Instrumenting AWS calls is a bit more straight-forward…

function newS3Client() {
    return xray.captureAWSClient(
        new s3({ 
            params: { Bucket: env.get('BUCKET').required().asString() },
        })
    );
}

This will ensure our S3 calls are traced. Note that you do need to ensure that they wrapped in their own subsegment when called. E.g. we need open a new subsegment in our particular route handlers. For example, getMessages will now look like the following;

app.get('/', ({ segment, query }, res) => {
    xray.captureAsyncFunc('Get Messages', subsegment => {
        const client = newS3Client();
        const maxItems = query.maxItems || 20;
        const token = query.token;
        getMessages(client, parseInt(maxItems), token).then(response => {
            res.status(200).json(response);
        }).finally(() => subsegment.close());
    }, segment);
});

This is the bare minimum we need to do start adding useful traces. You can add a lot of additional metadata to traces, but for brevity I’ve left this out. It’s worth looking into.

You can check GitHub for the completed code examples. Let’s view the results. I’ve fired off a few random requests, and we’ll inspect the traces to see what we can learn.

The first is a trace map of our service.


This is a the birds-eye view of our service. From this, we can the average time per invocation and average number of calls per minute, for a particular time scale.

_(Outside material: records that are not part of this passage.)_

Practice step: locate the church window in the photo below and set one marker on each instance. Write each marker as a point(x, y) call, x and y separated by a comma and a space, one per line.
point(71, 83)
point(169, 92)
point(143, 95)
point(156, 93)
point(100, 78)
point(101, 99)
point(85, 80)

We can also see the average calls we made to downstream services, represented by the S3 and S3 Bucket nodes at the right side of the map.

You can get a similar map per trace as well, as shown below.


Let’s take a look at those calls below the trace map. This is a trace for one of our ‘get’ calls.


We can learn several things from this trace:

  1. Time spent in the auth middlware pales in comparison to our remote SDK calls (as you would expect).

  2. Most of our time is spent retrieving comments from the bucket e.g. the list call is pretty quick in comparison.

  3. We do our best to fire off all the requests in parallel, but it’s not perfect due to node’s single thread nature.

  4. It takes a fair amount of time to retrieve even just one comment from the bucket.

Going back to the trace map, we can click on a particular node and view the distribution of response times.


Odds are pretty good a request for a particular item from the bucket is going to take more then half a second. DynamoDB would probably be a better choice - and because we have traced the calls you could make a particular compelling case to change the storage backend.

Conclusion

We took a whirlwind tour of observability, focusing on two of the pillars of Observability: Logging and Tracing. We learned a little about how to configure the default logging and tracing that is inherent in the AWS platform. We then looked enhancing our applications with our own custom instrumentation. We first enabled structured logging in our application, and then showed how to configure tracing in our application using X-Ray. Finally, we had a look at some of the traces in our application and drew some conclusions about how could improve performance.